Quick Thoughts – Grade – B+ – This pitch-black triptych anthology is loaded with big laughs and wild moments that harken back to director Yorgos Lanthimos earlier films Dogtooth, The Lobster, and The Killing of a Sacred Deer. It will turn off many with its violence, nudity and offbeat humor, but if you are a fan of storytelling that doesn’t hold your hand and takes you to unique places – you will love it. 

Made up of three tales featuring Jesse Plemons, Emma Stone, Margaret Qualley, Hong Chau, Willem Dafoe, Joe Alwyn and Mamoudou Athie, Kinds of Kindness exists because of the award-winning success of The Favourite and Poor Things. While they are far from mainstream, they are more accessible than the revenge-driven theatrics of The Killing of a Sacred Deer, or the fenced-in compound shenanigans in Dogtooth. I love both films but it’s easy to understand why they are critical darlings and not box office blockbusters. It wasn’t until Lanthimos adopted a more mainstream aesthetic (which is still incredibly non-mainstream) that he found worldwide success and this afforded him the chance to reunite with co-writer Efthimis Filippou (Dogtooth, The Lobster, The Killing of a Sacred Deer) to make Kinds of Kindness

The first story (The Death of R.M.F.) focuses on a man (Jesse Plemons) trying and failing to take charge of his life by denying an extreme request given to him by his controlling boss (Willem Dafoe). The second story (R.M.F. is Flying) is about a police officer (Plemons again) becoming suspicious of his wife (Emma Stone) after she returns home from a boating accident. The final story (R.M.F. Eats a Sandwich) involves a water-loving cult member (Stone) who is searching for a messiah while also dealing with a family she left behind. 

All three stories find humor from bodily harm, orgy watch parties, and the sight of Jesse Plemons is a brightly-colored turtleneck.

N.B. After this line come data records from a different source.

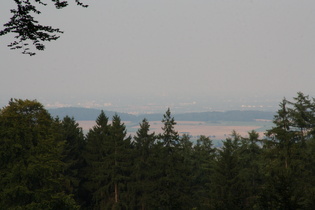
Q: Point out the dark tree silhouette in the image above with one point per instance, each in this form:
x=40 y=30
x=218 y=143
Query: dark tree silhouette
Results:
x=27 y=29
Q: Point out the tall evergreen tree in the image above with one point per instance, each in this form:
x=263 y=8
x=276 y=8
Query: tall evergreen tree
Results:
x=227 y=188
x=169 y=188
x=30 y=159
x=120 y=162
x=72 y=155
x=285 y=156
x=95 y=187
x=143 y=176
x=203 y=167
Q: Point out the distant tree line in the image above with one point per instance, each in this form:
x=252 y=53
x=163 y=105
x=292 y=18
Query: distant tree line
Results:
x=48 y=163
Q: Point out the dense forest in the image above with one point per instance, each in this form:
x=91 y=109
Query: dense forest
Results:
x=48 y=163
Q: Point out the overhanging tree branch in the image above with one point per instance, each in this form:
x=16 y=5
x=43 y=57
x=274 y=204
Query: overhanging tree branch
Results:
x=27 y=29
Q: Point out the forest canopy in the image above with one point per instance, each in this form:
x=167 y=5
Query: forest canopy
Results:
x=48 y=163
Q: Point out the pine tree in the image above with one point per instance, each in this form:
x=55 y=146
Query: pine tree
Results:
x=203 y=166
x=95 y=186
x=142 y=174
x=30 y=159
x=227 y=188
x=286 y=157
x=121 y=162
x=168 y=187
x=72 y=155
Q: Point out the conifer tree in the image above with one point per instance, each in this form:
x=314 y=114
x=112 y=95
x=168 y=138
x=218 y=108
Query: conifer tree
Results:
x=72 y=155
x=285 y=155
x=120 y=160
x=143 y=177
x=95 y=186
x=169 y=161
x=203 y=167
x=227 y=188
x=30 y=159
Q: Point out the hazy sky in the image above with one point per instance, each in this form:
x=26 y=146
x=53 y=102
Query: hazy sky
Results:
x=169 y=51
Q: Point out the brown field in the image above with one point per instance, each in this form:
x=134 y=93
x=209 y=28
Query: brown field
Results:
x=215 y=131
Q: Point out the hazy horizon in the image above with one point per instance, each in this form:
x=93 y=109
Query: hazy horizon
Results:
x=183 y=54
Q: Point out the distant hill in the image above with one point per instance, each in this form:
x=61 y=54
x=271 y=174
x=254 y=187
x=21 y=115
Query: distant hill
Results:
x=81 y=114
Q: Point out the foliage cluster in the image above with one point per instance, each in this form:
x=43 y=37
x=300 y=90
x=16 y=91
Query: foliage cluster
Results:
x=48 y=163
x=28 y=30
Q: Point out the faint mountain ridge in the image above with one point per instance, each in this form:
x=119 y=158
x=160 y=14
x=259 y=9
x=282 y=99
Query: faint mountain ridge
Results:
x=87 y=114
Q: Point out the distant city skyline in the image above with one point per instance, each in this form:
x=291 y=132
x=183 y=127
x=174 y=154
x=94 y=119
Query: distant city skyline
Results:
x=182 y=54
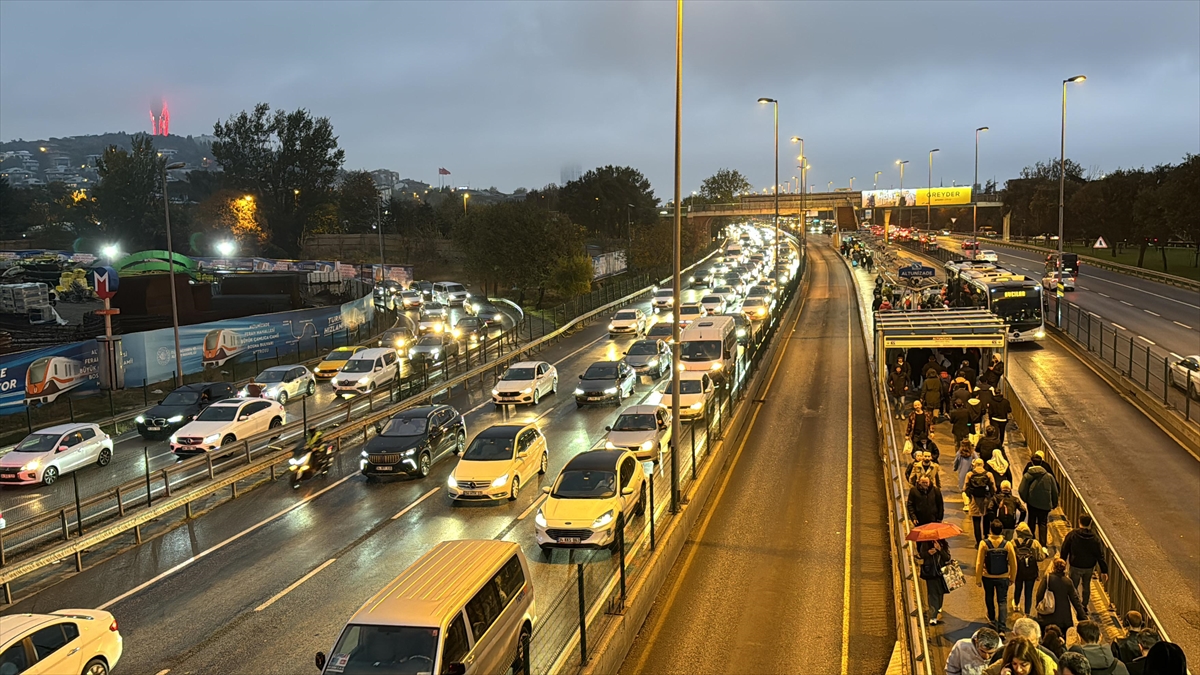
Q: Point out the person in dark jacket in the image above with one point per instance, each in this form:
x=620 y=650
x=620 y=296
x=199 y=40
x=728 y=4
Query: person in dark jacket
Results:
x=1065 y=597
x=1083 y=551
x=925 y=502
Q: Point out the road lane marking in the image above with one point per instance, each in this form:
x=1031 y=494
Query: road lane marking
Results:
x=267 y=520
x=412 y=506
x=294 y=585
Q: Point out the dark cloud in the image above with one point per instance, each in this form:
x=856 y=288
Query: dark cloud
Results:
x=505 y=94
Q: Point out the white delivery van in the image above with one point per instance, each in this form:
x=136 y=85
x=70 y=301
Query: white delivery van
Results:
x=709 y=344
x=462 y=608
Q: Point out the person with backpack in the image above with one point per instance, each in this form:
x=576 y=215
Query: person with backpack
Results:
x=1029 y=554
x=981 y=488
x=995 y=571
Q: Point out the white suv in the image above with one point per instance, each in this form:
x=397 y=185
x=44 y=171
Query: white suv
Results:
x=498 y=461
x=47 y=453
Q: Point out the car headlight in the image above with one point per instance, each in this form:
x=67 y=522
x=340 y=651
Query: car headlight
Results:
x=605 y=519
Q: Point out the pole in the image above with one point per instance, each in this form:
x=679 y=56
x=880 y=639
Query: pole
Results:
x=675 y=287
x=171 y=272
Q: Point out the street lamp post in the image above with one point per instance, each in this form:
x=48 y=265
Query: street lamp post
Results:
x=975 y=198
x=171 y=272
x=1062 y=179
x=929 y=197
x=775 y=103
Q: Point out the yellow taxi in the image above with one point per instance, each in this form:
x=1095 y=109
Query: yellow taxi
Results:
x=333 y=362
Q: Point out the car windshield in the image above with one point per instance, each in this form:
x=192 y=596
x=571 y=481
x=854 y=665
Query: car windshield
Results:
x=642 y=348
x=37 y=443
x=181 y=398
x=358 y=365
x=384 y=650
x=635 y=422
x=405 y=426
x=217 y=413
x=586 y=484
x=700 y=351
x=489 y=449
x=601 y=371
x=685 y=386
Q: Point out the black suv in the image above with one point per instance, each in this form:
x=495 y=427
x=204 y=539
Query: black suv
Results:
x=413 y=440
x=180 y=407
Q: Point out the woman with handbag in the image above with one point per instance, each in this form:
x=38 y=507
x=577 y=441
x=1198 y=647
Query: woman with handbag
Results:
x=1056 y=596
x=934 y=556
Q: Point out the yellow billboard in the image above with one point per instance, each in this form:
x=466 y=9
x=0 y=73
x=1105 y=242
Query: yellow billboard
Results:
x=942 y=196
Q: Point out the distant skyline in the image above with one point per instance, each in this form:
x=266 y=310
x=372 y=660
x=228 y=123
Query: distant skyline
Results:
x=510 y=94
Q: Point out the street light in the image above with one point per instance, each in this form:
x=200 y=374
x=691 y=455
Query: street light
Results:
x=171 y=270
x=1062 y=178
x=975 y=198
x=929 y=201
x=775 y=103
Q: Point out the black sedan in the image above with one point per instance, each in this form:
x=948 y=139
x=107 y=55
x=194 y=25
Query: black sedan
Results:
x=180 y=407
x=605 y=382
x=413 y=440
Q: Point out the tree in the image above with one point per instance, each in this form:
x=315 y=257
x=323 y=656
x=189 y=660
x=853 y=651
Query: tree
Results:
x=288 y=160
x=725 y=186
x=609 y=201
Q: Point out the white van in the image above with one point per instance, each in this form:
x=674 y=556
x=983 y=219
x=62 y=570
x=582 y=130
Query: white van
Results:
x=709 y=344
x=366 y=371
x=462 y=608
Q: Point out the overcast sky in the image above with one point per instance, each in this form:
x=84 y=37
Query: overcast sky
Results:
x=507 y=94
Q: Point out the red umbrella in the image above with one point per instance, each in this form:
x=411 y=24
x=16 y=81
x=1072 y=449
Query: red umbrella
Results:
x=933 y=532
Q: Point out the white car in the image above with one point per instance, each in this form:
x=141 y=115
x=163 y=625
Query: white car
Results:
x=64 y=641
x=227 y=422
x=643 y=430
x=48 y=453
x=1187 y=370
x=526 y=382
x=628 y=322
x=498 y=461
x=696 y=393
x=281 y=382
x=597 y=493
x=713 y=304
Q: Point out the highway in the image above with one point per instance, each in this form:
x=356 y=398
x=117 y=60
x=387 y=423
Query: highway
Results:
x=259 y=584
x=785 y=572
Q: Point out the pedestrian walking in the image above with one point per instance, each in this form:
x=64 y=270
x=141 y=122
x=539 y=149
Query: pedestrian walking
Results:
x=1039 y=491
x=981 y=489
x=1029 y=555
x=1057 y=586
x=1083 y=551
x=995 y=572
x=934 y=556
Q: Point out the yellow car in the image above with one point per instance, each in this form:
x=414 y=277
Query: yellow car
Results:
x=333 y=362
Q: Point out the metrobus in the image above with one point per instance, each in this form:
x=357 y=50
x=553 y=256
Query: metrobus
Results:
x=1017 y=299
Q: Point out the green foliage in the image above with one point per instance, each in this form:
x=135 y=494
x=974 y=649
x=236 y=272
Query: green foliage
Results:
x=289 y=161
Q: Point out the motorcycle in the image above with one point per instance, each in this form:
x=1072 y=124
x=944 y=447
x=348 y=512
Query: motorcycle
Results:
x=310 y=461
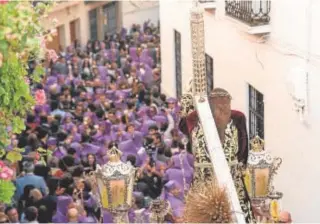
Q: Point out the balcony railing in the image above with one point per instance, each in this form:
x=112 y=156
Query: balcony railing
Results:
x=254 y=13
x=207 y=1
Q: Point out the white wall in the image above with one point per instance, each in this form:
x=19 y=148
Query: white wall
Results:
x=238 y=60
x=139 y=11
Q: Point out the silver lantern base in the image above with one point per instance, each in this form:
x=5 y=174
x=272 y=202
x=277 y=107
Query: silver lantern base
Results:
x=120 y=214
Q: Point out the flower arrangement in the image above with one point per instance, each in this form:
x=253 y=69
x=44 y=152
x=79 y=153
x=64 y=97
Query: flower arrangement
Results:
x=206 y=202
x=7 y=188
x=21 y=32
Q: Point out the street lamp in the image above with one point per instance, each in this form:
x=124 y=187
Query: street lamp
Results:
x=114 y=182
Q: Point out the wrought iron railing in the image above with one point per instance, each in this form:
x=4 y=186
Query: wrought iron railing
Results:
x=254 y=13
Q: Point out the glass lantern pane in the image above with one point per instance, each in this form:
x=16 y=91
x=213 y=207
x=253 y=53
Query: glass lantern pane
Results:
x=262 y=182
x=248 y=182
x=103 y=193
x=117 y=192
x=130 y=190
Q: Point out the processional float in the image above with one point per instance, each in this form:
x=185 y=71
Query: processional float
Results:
x=210 y=160
x=113 y=182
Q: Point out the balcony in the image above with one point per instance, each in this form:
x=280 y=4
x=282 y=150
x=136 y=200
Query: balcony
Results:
x=255 y=14
x=208 y=4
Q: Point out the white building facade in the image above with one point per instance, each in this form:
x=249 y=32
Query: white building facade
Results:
x=264 y=61
x=85 y=20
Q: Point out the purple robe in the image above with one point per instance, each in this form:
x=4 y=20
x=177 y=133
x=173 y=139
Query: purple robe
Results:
x=62 y=208
x=60 y=152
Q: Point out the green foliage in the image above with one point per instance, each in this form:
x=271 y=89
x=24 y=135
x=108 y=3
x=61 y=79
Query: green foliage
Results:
x=20 y=40
x=7 y=190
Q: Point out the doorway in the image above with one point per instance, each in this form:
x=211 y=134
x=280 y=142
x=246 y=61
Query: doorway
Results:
x=55 y=43
x=73 y=31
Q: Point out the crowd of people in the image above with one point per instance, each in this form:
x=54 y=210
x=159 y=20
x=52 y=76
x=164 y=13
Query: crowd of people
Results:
x=92 y=99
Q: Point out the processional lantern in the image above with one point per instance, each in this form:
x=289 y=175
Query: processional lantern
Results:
x=115 y=182
x=261 y=169
x=159 y=209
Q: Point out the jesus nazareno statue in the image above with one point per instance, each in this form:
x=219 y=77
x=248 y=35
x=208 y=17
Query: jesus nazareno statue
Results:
x=231 y=126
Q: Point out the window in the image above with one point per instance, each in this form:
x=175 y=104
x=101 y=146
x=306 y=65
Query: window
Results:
x=93 y=19
x=110 y=15
x=256 y=113
x=209 y=72
x=177 y=44
x=254 y=12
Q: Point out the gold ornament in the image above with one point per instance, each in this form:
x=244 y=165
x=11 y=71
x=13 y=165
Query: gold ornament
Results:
x=206 y=202
x=257 y=144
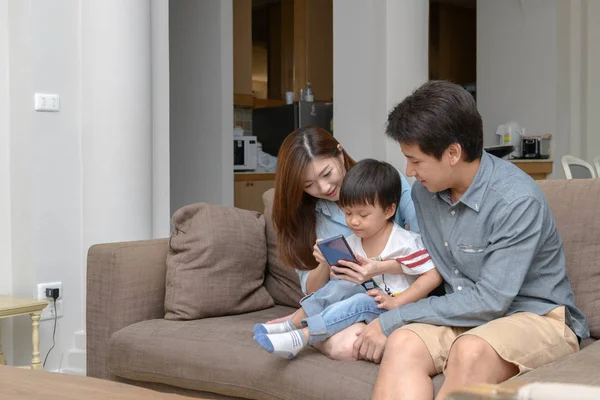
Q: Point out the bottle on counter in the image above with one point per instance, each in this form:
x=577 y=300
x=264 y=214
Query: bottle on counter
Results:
x=308 y=96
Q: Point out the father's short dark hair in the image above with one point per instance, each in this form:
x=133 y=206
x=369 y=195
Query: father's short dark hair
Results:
x=436 y=115
x=371 y=182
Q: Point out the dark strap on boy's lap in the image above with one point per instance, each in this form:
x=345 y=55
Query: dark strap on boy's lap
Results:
x=370 y=284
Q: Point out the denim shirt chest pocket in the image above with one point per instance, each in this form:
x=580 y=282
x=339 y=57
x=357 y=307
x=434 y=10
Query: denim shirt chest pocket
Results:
x=471 y=258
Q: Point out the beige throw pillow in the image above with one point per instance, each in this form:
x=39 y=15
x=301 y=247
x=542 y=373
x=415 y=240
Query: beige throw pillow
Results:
x=216 y=263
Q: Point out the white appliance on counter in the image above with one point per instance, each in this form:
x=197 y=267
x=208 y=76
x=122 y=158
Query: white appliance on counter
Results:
x=244 y=153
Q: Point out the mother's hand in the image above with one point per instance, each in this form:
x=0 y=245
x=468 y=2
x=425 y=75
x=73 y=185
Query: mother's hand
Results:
x=357 y=273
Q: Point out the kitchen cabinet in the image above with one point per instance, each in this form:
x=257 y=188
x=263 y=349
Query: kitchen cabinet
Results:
x=248 y=188
x=298 y=38
x=537 y=169
x=242 y=51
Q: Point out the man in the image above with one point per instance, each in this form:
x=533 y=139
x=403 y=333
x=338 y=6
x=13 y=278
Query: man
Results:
x=509 y=305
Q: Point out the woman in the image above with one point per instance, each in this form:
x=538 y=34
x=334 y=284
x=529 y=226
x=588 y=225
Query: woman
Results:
x=310 y=169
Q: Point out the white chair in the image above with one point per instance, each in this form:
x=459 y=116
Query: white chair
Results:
x=568 y=161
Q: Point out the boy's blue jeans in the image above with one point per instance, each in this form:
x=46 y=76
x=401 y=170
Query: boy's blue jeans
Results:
x=336 y=306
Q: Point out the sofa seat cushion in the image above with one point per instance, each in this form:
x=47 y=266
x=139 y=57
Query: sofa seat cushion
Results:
x=574 y=204
x=582 y=367
x=219 y=355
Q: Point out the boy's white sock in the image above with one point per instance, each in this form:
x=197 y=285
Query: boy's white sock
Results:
x=286 y=345
x=281 y=327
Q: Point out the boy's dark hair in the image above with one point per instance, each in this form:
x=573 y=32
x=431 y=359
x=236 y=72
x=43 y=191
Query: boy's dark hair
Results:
x=371 y=182
x=436 y=115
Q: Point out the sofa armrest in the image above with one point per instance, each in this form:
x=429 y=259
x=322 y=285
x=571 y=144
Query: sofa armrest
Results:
x=125 y=285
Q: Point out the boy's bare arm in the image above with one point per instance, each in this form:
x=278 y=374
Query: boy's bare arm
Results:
x=426 y=283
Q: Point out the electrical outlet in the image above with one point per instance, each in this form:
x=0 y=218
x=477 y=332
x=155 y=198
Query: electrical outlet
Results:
x=41 y=290
x=49 y=311
x=46 y=102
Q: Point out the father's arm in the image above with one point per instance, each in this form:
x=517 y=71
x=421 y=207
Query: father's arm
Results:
x=516 y=238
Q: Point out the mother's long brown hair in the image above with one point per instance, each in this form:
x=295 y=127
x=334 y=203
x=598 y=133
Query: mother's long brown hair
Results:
x=294 y=214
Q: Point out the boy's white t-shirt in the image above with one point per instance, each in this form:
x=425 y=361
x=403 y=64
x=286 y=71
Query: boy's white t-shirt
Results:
x=407 y=248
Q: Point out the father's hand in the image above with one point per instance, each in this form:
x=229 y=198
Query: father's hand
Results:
x=370 y=343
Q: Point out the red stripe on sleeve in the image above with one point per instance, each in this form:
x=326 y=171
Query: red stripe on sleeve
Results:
x=411 y=256
x=417 y=263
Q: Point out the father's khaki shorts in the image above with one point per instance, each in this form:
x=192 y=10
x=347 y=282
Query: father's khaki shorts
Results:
x=524 y=339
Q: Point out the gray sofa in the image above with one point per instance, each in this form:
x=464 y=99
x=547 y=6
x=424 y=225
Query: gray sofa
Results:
x=130 y=340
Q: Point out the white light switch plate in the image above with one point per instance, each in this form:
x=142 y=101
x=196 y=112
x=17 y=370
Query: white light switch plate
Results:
x=47 y=102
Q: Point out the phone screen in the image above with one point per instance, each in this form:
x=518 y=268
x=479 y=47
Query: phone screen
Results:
x=336 y=249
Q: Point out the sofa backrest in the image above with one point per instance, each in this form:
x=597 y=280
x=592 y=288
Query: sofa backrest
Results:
x=575 y=204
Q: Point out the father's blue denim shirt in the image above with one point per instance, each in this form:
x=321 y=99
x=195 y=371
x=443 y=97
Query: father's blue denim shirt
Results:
x=497 y=249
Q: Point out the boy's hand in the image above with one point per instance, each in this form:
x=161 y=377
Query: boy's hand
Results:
x=318 y=255
x=385 y=301
x=357 y=273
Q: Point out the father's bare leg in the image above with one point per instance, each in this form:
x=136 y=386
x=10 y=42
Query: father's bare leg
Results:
x=472 y=360
x=406 y=369
x=339 y=346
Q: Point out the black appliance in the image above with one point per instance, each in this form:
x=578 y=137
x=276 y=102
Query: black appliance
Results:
x=271 y=125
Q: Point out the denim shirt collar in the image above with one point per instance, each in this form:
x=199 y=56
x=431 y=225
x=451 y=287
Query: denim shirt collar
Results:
x=473 y=197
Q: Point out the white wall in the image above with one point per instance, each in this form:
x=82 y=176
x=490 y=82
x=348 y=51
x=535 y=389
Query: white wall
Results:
x=5 y=226
x=82 y=175
x=592 y=147
x=201 y=87
x=537 y=64
x=517 y=65
x=45 y=165
x=161 y=211
x=379 y=57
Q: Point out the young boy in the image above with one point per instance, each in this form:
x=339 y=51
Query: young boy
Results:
x=369 y=196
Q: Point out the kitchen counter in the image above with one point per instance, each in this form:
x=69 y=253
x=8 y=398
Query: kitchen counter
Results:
x=253 y=176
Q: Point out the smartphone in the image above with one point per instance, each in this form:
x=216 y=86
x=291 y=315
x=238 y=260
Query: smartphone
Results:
x=335 y=249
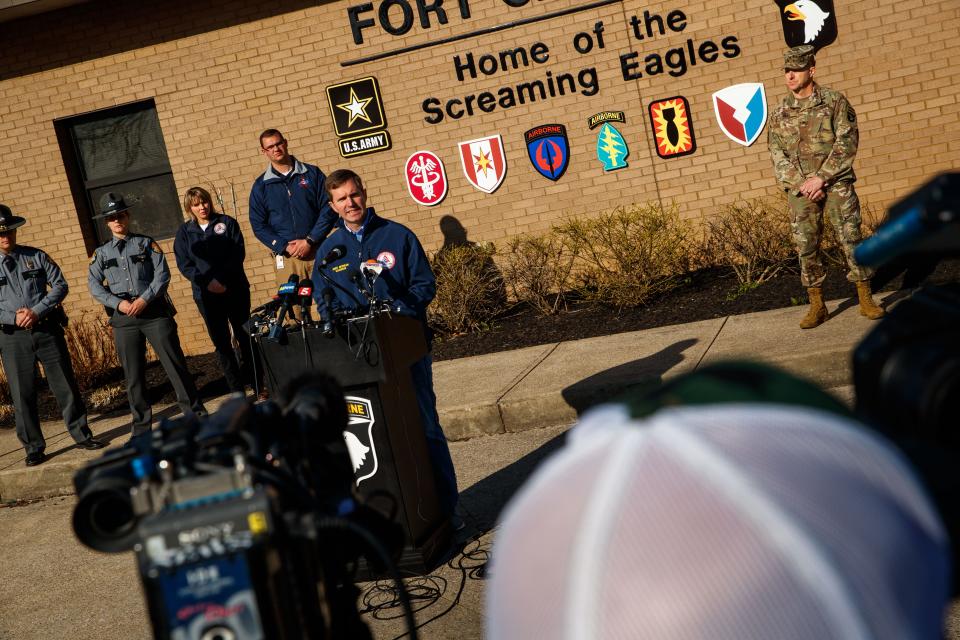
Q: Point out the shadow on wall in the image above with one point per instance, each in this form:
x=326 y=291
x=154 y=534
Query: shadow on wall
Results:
x=104 y=27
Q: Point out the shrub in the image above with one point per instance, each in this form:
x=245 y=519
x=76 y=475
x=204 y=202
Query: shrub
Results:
x=625 y=256
x=752 y=238
x=537 y=271
x=470 y=289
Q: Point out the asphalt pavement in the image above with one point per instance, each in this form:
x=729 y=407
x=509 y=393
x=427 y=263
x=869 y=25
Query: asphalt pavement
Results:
x=504 y=413
x=531 y=388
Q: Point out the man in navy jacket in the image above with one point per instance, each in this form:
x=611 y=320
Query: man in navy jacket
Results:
x=289 y=210
x=405 y=279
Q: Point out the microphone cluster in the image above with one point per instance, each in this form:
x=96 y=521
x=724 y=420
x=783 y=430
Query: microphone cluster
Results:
x=272 y=316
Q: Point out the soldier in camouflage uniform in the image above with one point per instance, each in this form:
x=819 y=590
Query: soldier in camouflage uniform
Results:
x=813 y=140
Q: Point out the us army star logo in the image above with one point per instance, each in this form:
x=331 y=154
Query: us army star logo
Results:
x=356 y=107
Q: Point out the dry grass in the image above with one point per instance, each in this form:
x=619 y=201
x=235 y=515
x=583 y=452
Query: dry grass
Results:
x=752 y=238
x=90 y=343
x=538 y=271
x=625 y=256
x=470 y=288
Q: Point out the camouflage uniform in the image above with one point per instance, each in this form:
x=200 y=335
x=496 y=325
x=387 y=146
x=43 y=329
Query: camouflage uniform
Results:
x=818 y=136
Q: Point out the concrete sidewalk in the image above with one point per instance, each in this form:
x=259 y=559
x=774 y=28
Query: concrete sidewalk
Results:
x=534 y=387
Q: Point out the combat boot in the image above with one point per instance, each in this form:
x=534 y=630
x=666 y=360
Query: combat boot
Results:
x=868 y=307
x=817 y=313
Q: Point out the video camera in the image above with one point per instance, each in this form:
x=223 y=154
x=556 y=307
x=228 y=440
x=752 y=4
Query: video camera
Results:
x=906 y=371
x=245 y=524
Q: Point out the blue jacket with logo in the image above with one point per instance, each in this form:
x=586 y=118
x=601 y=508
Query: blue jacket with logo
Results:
x=406 y=279
x=285 y=208
x=213 y=254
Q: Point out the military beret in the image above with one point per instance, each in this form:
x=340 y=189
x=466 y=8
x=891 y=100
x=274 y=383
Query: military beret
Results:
x=8 y=221
x=799 y=58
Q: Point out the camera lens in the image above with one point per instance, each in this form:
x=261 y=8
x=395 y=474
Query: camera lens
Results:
x=103 y=518
x=219 y=633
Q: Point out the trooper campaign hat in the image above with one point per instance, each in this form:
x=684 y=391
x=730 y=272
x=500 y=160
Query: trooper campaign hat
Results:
x=111 y=204
x=8 y=221
x=799 y=58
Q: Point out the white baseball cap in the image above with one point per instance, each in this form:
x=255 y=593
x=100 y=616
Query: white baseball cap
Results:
x=720 y=522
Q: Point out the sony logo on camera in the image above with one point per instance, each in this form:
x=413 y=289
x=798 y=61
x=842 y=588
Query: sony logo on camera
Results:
x=201 y=535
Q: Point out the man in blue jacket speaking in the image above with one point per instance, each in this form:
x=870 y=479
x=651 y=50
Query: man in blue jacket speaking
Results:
x=405 y=279
x=289 y=210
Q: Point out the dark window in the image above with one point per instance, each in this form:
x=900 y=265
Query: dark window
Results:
x=120 y=150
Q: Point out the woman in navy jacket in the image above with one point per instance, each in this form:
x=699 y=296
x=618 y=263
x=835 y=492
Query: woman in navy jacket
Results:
x=209 y=250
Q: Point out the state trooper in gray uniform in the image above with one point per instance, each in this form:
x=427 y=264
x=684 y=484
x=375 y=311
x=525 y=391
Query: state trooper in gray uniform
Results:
x=30 y=320
x=129 y=276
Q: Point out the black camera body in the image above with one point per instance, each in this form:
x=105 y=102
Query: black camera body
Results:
x=906 y=371
x=244 y=524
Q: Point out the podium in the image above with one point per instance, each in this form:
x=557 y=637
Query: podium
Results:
x=370 y=358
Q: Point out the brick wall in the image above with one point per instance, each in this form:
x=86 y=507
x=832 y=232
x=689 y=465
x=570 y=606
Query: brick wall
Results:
x=222 y=73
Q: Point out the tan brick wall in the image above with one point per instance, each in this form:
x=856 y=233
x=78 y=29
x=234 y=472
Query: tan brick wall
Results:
x=221 y=73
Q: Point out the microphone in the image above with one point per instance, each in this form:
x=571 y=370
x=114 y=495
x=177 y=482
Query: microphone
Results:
x=305 y=291
x=371 y=269
x=270 y=307
x=335 y=254
x=286 y=291
x=327 y=295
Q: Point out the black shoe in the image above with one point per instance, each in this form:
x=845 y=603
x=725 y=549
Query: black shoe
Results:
x=91 y=444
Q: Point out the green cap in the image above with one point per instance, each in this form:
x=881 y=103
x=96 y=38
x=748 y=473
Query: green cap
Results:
x=799 y=58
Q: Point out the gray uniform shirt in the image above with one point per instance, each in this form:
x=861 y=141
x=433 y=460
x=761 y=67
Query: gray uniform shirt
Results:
x=127 y=269
x=23 y=283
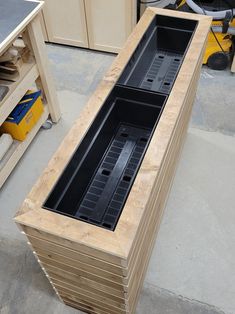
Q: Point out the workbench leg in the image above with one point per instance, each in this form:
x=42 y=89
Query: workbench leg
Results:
x=233 y=65
x=39 y=51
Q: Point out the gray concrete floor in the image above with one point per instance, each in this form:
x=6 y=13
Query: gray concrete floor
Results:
x=192 y=266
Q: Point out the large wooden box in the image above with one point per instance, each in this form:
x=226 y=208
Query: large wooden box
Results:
x=95 y=253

You can tell Lanthimos enjoyed stepping away from the period piece aesthetic, and creating something in a contemporary world that is home to water cults, broken tennis racquets, and doppelgangers. I think he’s done his best work in modern environments (that are incredibly heightened) and I don’t think I’ll ever forget about the animal death in The Lobster and Dogtooth, or anything Barry Keoghan does in The Killing of a Sacred Deer. The early reactions to Kinds of Kindness have been interesting because they seem to be coming from people who are only familiar with The Favourite and Poor Things. I don’t think anything in Kinds of Kindness is shocking because I know what Lanthimos is capable of, and I know that Lanthimos and Filippou excel in creating uncomfortable situations because “life itself makes people uncomfrotbale.” 

After The Favourite and Poor Things, Emma Stone continues to excel while working with Lanthimos (she calls him her “muse”), and her performance in Kinds of Kindness proves that after winning multiple Academy Awards she’s still down to act in films that require her to cut off her thumb and feed it to Jesse Plemons. The MVP of the movie is Jesse Plemons, who portrays characters who range from manic to paranoid to petty. His deadpan delivery and death stare are perfect as he’s begging Wilem Dafoe for forgiveness or asking his friends to watch a sex tape while his wife is missing. I’d love to work on a Lanthimos set because it would be cool to see how he creates an atmosphere of absolute trust in which Hong Chao feels comfortable licking sweat off bodies or Joe Alwyn agrees to play a date-raping husband. 


While leaving the press screening I heard several people mention that the movie doesn’t have a point and were wondering why it exists. This seems a bit unfair as anthologies rarely change the world (very few movies do), and exist to tell condensed stories that are largely hit or miss (the cult short in V/H/S 2 is a big hit). If you’re looking for supreme meaning with Kinds of Kindness you are out of luck, but if you’re looking for a film that features Margaret Qualley jumping into an empty swimming pool (twice), then it’s the movie for you.